Rail riders will have a new station to look forward to after City Councilors Tuesday unanimously agreed to use an old warehouse in downtown Raleigh as a new train station.
The old Dillon Supply Viaduct Building is just one piece of the puzzle to complete Raleigh’s Union Station, a multi-block, multimodal station to serve as a hub for rail, bus and pedestrian transit.
The Viaduct Building, and other Dillon buildings on the west side of downtown Raleigh, were purchased by Triangle Transit in anticipation of a slow-coming transit overhaul.
Located within the Boylan Wye — a triangular area where multiple train tracks come together — the new station would include increased parking, a large passenger waiting area and an elevated platform. All of which will be a far cry from the cramped Amtrak quarters on West Cabarrus Street. The warehouse’s location makes it a great spot for commuter, light and high-speed rail without interfering with the freight lines.
Although the Council endorsed the building, there are still many steps before construction can begin. The state Department of Transportation must complete an environmental impact study on the area before applying for funding, which would come mostly from federal sources.
There are also some connection and parking challenges that staff must overcome.
The city would kick in $3 million toward the bill, which is estimated to be anywhere from $25 million to $35 million. The city’s contribution was part of the transit bond approved by voters in October.
While plans for light, commuter and high-speed rail continue to be discussed, the station, if built, would be the new home for Amtrak, which is operating out of a station that city staff say is too small for the increasing amount of riders. About 165,000 passengers rode the Charlotte-Raleigh train in 2010.
Technology and Communications Committee Gets First Assignment
The newly formed Technology and Communications Committee has its first assignment for 2012. Members will be reviewing the contracts for new E-Procurement software, which is a computer application that would give the city access to a vast array of goods and services. The E-Procurement application would work in the same way that residents use Amazon.com for products and services.
The application would run in concert with the city’s financial program, known as the enterprise resource planning system. Because the program is cost directed, it will help the city manage spending and contract compliance.
SciQuest will be providing the software for a 5-year contract at an annual cost of $243,950, but the initial cost of the program will be $533,225.
SkyBridge Global will be providing the interfaces that will make the program compatible with the city’s current ERP system for $193,000.
The committee meets on the second and fourth Tuesday of the month at 5 p.m.

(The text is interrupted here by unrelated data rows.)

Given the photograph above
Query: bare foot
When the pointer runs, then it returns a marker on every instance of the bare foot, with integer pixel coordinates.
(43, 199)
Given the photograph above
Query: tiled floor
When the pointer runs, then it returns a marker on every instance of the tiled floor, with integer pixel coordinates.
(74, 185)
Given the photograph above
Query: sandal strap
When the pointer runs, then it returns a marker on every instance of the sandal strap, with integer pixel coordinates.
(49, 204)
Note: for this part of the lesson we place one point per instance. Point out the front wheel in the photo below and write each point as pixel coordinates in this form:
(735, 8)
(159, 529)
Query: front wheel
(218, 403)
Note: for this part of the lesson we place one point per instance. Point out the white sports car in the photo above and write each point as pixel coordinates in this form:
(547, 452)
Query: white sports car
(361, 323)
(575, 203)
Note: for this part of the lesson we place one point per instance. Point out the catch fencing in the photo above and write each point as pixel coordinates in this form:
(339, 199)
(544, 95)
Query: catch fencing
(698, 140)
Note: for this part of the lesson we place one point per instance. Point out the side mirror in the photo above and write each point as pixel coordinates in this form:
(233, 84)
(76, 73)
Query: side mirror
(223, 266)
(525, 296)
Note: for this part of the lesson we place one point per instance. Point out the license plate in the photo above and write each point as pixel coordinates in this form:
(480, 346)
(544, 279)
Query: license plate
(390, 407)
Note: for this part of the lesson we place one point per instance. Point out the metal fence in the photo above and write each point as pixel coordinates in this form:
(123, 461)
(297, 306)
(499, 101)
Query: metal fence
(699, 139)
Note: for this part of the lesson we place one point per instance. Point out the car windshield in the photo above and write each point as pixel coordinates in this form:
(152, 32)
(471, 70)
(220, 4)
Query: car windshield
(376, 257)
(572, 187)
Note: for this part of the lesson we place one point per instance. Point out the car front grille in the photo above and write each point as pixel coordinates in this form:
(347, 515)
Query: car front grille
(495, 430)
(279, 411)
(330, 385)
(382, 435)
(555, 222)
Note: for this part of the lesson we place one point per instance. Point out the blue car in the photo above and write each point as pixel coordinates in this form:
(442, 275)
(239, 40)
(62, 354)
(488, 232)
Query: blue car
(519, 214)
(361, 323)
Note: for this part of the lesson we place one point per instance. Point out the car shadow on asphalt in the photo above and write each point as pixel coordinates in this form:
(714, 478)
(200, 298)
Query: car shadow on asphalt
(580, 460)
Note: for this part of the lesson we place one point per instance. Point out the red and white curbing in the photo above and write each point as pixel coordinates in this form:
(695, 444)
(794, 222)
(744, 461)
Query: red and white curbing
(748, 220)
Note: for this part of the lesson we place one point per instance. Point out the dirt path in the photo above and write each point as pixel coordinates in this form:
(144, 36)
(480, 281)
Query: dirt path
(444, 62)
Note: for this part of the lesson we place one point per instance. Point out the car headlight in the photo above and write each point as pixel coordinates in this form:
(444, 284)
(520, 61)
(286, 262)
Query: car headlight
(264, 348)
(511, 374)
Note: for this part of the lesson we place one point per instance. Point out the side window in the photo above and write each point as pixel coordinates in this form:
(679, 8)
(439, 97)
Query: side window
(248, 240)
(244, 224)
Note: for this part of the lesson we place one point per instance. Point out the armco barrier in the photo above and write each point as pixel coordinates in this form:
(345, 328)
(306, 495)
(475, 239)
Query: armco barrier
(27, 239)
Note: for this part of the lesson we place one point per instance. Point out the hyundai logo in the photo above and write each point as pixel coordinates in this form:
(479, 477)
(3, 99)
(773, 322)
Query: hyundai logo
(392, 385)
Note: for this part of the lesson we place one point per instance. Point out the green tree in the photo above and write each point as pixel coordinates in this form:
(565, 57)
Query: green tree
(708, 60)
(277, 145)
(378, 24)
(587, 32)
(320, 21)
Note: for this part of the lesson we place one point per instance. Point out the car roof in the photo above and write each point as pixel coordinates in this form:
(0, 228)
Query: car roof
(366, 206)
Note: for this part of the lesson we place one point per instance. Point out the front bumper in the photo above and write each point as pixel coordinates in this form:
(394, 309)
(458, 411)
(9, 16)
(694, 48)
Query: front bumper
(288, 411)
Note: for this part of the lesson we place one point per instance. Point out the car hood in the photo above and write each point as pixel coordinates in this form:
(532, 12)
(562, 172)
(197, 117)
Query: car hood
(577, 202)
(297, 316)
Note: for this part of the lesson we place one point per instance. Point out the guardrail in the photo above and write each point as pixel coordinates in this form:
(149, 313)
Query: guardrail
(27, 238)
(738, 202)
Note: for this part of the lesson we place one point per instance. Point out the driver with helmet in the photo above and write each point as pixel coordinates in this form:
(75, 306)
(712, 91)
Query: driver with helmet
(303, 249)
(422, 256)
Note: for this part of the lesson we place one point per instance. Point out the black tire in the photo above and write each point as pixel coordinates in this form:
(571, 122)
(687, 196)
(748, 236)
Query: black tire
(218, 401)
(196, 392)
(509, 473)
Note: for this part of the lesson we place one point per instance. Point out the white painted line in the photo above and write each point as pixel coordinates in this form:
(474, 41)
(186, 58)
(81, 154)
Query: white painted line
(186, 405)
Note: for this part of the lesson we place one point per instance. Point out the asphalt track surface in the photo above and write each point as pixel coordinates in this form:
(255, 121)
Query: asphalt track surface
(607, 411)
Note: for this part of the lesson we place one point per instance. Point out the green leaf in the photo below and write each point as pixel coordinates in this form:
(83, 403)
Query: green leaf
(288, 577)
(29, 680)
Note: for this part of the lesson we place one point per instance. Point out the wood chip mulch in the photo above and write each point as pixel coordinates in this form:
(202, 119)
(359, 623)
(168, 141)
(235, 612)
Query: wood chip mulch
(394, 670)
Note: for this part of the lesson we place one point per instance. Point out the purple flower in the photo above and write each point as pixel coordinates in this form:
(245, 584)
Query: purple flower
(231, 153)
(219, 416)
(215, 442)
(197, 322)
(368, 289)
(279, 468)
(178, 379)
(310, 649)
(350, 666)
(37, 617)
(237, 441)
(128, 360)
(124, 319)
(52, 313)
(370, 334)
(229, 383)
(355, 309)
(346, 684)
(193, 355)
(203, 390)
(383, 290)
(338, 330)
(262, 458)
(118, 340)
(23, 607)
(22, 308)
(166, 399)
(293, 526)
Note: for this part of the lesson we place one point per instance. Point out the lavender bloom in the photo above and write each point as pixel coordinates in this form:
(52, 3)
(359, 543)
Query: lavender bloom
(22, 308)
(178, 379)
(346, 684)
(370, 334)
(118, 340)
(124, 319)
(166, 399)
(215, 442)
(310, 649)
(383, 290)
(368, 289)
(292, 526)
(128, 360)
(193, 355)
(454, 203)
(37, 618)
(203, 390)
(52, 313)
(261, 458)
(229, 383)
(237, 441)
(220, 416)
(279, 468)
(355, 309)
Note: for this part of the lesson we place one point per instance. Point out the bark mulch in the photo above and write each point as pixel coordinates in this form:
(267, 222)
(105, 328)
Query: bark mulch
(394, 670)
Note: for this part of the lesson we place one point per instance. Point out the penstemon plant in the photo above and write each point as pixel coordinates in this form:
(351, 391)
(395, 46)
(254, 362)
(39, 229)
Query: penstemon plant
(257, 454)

Downtown Loan Program Expansion
The boundaries of the Downtown Loan Pool Program, which currently only involves businesses along Fayetteville Street, will be significantly expanded. The program focuses private investment in the area, by providing loans to small business owners.
Fayetteville Street became the primary area for the program because of past revitalization efforts by the city.
The Downtown Raleigh Alliance recommended the city expand the program to include areas where there are possibilities for more street-level retail. Using the 2030 Comprehensive Plan, the group recommended the use of Primary and Secondary Retail Streets for the boundary.
In September, the city approved a $50,000 loan to HL Empire to retrofit one of its properties on East Hargett Street. HL Empire will be leasing the property to Forsaken Media, which produces software applications for games on smart phones and other devices.
Progress Energy Center Fees Increased
Organizations planning on using the Progress Energy Center for the Performing Arts will see a rate increase for everything from the use of staff to cocktail tables.
Staff studied current fees and found that they were below market rate and did not always cover the cost of services.
The new rates will go take effect on July 1. To lessen the cost burden on community groups, staff will review the rates annually. Rates for labor, equipment and services at the Progress Energy Center will be increased by 3 percent to the nearest quarter dollar.
There are no changes to similar fees for the Raleigh Convention Center or Raleigh Amphitheater.
A Horse is a Horse, of Course
The mounted unit of the Raleigh Police Department has a new four-legged officer. The 7-year-old horse was donated by Martha Burke.
The RPD Mounted Unit has about five horses, which were donated by residents. When the horses retire at about age 25, they can return to the original owner or be kept by the officer who worked with the animal the longest.
Before the new horse hits the streets, he will undergo some training to deal with common city sounds, like fireworks, leaf blowers and sirens. While officers regularly use the horses to patrol the city, the mounted unit is most often used during large events.